Janni held up a hand to put an end to the sympathy. “Thanks, sweetie, but we’re looking forward now, not back,” she said, though the words still sounded like they took some effort. Kit didn’t think Janni would ever get over losing the house that had been in her family for generations.
“Hey, you’re here!” Jay called as he walked toward them from beneath the canopy. He hugged Maris, then held her by the shoulders and studied her face. “Wow, look at you!” he said. “You look fantastic.”
She reached up and tousled his wild gray hair. “I love this,” she said. “I’d kill for this thick head of hair.”
Cole h
ad spotted them and was walking through the surf toward the beach. He lifted Brigit from his shoulders and set her down in the sand next to Rennie’s son and daughter, then headed toward them. Maris didn’t wait for him. She kicked off her sandals and ran toward him across the damp sand. Kit watched her with a smile. She knew Maris had always loved him. Did she still? Did she see the same thing Kit saw when she looked at him? How his white hair only brought out the blue-green of his eyes? How his smile still produced those sexy dimples in his cheeks?

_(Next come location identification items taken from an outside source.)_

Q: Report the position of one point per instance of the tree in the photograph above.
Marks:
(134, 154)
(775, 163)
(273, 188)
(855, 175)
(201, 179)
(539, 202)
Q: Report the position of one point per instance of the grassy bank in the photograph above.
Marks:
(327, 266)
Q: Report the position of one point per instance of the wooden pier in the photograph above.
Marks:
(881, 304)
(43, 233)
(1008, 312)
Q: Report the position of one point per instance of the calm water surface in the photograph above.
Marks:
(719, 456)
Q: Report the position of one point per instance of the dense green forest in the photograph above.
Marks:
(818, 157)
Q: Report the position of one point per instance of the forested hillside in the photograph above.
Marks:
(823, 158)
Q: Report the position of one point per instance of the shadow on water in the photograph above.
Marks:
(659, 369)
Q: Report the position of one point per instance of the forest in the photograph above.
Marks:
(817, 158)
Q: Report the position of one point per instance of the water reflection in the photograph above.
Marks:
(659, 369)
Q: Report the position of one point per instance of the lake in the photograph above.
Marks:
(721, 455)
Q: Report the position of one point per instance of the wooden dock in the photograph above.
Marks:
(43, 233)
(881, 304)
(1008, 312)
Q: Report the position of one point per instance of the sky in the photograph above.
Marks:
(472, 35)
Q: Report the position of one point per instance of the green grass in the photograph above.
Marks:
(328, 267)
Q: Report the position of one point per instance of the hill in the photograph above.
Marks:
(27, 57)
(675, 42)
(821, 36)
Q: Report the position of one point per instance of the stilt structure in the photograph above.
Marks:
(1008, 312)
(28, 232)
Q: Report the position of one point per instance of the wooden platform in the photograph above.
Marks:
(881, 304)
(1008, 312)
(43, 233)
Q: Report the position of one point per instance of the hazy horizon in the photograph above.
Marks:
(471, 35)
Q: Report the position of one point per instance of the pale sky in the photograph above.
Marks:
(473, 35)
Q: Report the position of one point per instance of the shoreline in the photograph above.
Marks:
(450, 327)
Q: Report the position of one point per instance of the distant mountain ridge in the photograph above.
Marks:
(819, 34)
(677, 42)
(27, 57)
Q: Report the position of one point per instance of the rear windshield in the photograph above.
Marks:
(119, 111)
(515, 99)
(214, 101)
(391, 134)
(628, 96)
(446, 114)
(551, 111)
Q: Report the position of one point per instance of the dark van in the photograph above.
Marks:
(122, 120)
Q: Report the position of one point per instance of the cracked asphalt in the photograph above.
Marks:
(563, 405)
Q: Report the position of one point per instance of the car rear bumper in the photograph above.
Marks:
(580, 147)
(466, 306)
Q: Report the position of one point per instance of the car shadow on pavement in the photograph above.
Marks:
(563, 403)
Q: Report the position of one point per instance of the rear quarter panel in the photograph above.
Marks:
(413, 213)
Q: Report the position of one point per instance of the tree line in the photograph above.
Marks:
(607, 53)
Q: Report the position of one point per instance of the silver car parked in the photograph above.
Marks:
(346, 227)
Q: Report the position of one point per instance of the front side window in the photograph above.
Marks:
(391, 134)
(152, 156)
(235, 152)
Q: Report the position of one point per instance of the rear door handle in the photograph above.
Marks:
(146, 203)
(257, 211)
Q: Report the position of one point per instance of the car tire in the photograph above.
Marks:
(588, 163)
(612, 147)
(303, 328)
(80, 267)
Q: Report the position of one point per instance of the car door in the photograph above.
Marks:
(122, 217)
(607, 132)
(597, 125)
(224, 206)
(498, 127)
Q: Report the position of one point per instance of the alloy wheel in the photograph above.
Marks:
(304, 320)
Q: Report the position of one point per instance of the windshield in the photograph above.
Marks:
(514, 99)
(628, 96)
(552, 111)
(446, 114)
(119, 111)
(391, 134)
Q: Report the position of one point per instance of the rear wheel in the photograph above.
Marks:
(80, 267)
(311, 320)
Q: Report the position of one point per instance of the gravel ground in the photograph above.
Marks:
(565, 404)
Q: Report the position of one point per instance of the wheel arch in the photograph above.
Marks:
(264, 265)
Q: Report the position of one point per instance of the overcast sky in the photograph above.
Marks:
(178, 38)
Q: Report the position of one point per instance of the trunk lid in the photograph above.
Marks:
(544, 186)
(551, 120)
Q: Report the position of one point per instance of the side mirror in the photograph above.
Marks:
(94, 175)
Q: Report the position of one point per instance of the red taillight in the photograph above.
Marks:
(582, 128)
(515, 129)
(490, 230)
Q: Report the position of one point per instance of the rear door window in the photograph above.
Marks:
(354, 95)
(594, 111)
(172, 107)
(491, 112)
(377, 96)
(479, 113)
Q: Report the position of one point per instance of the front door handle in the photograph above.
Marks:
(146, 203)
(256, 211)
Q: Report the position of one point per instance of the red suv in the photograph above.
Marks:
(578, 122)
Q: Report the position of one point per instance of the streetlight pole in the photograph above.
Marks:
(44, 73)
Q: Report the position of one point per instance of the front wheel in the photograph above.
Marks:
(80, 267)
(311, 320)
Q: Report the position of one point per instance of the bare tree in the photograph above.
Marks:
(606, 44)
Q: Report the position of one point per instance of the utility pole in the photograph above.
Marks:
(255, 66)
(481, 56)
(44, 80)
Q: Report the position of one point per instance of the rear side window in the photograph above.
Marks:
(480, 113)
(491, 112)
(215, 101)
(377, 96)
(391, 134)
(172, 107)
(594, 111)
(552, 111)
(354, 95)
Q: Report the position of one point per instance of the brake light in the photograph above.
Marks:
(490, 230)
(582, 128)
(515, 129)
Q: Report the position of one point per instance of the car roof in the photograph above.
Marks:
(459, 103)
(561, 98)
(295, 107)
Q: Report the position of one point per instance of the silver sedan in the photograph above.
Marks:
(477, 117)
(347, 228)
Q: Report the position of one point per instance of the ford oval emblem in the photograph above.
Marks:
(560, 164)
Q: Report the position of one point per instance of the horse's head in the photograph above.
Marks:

Cole held his arms out wide, grinning as he waited for a hug. “I’m wet!” he warned Maris.
“I don’t care!” she said, and they came together in an embrace that lasted long enough to put a lump in Kit’s throat. She wished Maris still lived close by. She wished they could all be together in the house again, this time with their kids and grandkids.
She wished she could have the impossible.

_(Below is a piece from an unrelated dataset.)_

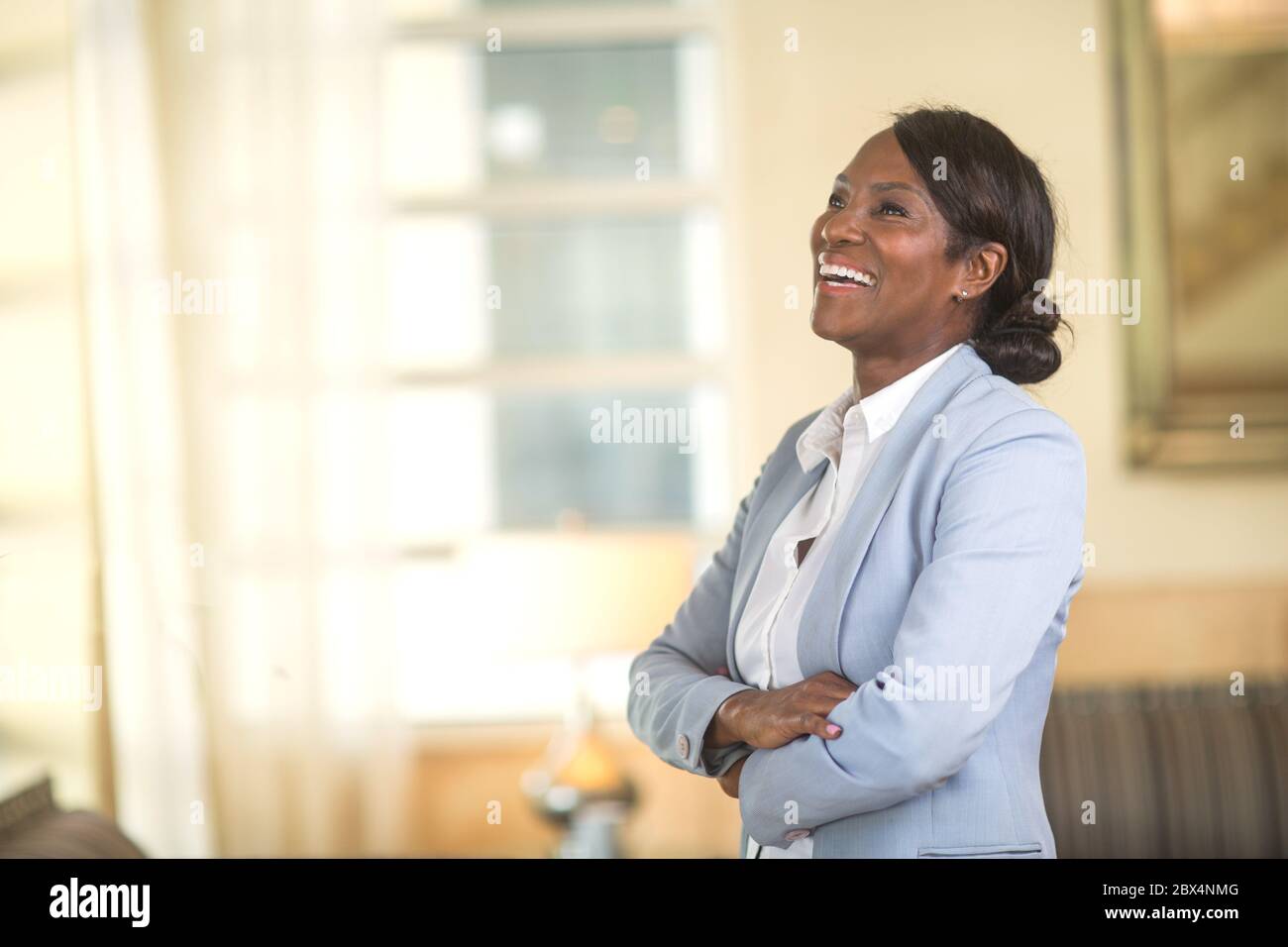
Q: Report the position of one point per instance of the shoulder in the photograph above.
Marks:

“So, are you really allowed to have a fire on the beach these days?” Maris asked a couple of hours later, as sparks rose into the dusky air above them. They sat on the folding beach chairs in a half circle around the fire Cole had built close to the dune, just the five of them now, toasting marshmallows on long skewers. “Or are we breaking the law?” Maris added.

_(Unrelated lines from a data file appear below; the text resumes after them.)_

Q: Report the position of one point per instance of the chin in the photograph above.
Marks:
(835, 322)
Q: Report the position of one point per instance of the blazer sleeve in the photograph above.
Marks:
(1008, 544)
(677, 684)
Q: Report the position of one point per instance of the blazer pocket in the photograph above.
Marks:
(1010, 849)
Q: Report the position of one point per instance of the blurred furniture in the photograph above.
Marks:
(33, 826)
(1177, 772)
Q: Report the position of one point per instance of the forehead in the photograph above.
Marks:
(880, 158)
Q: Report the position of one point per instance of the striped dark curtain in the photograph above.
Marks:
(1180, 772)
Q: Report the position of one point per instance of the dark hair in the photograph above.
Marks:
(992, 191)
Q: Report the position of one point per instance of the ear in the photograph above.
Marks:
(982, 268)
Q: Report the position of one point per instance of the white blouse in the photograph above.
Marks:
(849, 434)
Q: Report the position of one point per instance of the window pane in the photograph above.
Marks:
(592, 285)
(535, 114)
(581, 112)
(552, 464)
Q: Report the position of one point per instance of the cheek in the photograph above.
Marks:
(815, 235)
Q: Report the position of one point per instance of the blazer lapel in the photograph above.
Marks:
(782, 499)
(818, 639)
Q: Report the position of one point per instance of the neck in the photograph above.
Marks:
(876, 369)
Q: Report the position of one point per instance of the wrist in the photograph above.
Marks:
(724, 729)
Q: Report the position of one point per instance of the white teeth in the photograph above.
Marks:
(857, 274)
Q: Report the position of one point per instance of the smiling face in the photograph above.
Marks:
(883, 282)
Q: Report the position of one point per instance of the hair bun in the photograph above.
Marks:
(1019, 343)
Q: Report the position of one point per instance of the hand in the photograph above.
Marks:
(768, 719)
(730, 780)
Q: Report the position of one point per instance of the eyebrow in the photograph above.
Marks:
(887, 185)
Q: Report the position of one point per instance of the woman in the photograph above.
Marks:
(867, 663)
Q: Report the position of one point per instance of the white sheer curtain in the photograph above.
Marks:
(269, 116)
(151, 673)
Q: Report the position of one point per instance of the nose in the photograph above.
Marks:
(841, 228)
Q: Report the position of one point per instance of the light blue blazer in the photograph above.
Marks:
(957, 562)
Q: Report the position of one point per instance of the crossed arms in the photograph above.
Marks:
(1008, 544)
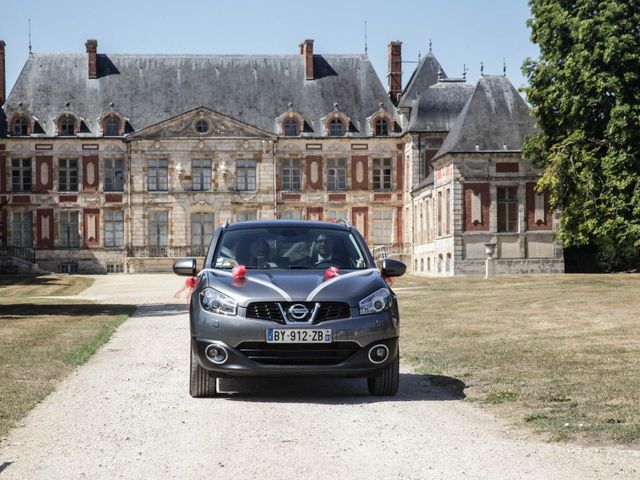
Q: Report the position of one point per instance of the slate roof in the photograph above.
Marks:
(425, 75)
(147, 89)
(438, 107)
(494, 116)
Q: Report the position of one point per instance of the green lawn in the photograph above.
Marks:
(559, 354)
(43, 339)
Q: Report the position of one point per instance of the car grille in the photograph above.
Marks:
(298, 354)
(272, 311)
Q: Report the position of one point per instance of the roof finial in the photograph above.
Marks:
(30, 53)
(365, 37)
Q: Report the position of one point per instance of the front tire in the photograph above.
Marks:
(203, 383)
(385, 383)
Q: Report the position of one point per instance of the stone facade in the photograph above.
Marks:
(107, 181)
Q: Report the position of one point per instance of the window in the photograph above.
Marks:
(114, 175)
(201, 175)
(439, 214)
(202, 126)
(115, 268)
(20, 126)
(290, 128)
(333, 214)
(447, 211)
(21, 174)
(291, 173)
(113, 228)
(382, 226)
(246, 175)
(158, 176)
(21, 229)
(381, 128)
(382, 174)
(68, 175)
(336, 174)
(202, 225)
(111, 126)
(336, 128)
(158, 233)
(246, 215)
(290, 215)
(68, 230)
(507, 209)
(67, 126)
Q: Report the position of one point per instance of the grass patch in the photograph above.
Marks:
(43, 339)
(557, 353)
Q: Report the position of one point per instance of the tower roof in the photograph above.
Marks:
(495, 118)
(438, 107)
(425, 75)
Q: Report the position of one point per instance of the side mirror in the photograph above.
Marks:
(185, 267)
(392, 268)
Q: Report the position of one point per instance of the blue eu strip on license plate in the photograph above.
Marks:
(299, 335)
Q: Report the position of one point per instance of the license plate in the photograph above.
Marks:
(299, 335)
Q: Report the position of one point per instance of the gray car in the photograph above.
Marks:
(278, 298)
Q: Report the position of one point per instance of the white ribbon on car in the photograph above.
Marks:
(250, 279)
(337, 278)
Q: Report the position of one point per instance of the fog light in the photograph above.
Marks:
(378, 353)
(216, 354)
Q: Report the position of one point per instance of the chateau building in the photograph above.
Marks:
(113, 162)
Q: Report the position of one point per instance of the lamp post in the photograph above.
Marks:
(490, 267)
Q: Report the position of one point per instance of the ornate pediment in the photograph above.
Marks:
(201, 123)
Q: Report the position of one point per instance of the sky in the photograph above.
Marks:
(464, 32)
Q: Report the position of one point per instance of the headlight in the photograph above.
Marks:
(376, 302)
(217, 302)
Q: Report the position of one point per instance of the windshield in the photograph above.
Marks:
(289, 247)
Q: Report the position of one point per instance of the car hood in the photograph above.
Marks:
(295, 285)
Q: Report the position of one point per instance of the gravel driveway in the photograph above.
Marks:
(127, 414)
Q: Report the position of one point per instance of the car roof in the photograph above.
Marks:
(286, 223)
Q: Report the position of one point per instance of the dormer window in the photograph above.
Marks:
(381, 127)
(291, 128)
(111, 126)
(290, 123)
(20, 126)
(336, 128)
(202, 126)
(67, 125)
(380, 123)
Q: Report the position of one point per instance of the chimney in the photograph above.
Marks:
(306, 49)
(3, 81)
(395, 71)
(92, 53)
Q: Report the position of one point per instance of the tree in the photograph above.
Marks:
(585, 95)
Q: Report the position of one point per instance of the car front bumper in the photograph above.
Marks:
(248, 353)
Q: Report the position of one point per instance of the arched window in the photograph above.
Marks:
(290, 128)
(67, 125)
(381, 127)
(202, 126)
(111, 126)
(20, 126)
(336, 128)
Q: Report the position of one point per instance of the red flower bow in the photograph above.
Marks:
(331, 272)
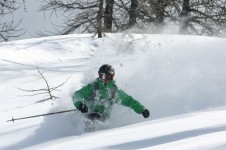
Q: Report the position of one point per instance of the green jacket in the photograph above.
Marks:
(100, 97)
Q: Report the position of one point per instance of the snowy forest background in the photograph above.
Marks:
(37, 18)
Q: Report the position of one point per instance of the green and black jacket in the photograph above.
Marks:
(100, 96)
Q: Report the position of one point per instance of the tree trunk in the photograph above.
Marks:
(99, 19)
(133, 12)
(108, 15)
(184, 17)
(160, 12)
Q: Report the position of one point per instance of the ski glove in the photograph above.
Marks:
(145, 113)
(83, 108)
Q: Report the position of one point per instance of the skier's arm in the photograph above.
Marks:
(81, 95)
(129, 101)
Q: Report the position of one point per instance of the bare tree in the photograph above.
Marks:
(9, 29)
(202, 17)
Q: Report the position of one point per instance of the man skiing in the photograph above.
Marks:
(97, 98)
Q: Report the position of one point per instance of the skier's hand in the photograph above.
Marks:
(145, 113)
(83, 108)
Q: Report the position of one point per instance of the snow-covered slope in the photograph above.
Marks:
(180, 79)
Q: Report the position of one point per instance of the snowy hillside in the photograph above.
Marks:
(180, 79)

“What exactly is there left to burn down?” Jay asked, his voice somber.
Janni poked him with her elbow. “We’re looking forward, remember?”
He held his toasted marshmallow out to her in apology, and she plucked it from the skewer and popped it in her mouth.
An hour earlier, they’d eaten sandwiches and salad with the kids. Rennie had arrived just in time for dessert and she’d looked beautiful and tired as she hugged Maris and gathered up her exhausted children and sunburned husband. Then everyone else disappeared as if by magic, murmuring “boardwalk” or “movies” or words Kit didn’t catch. She was certain her own sons and daughter knew that tonight, the Chapel House beach belonged to this coterie of old friends.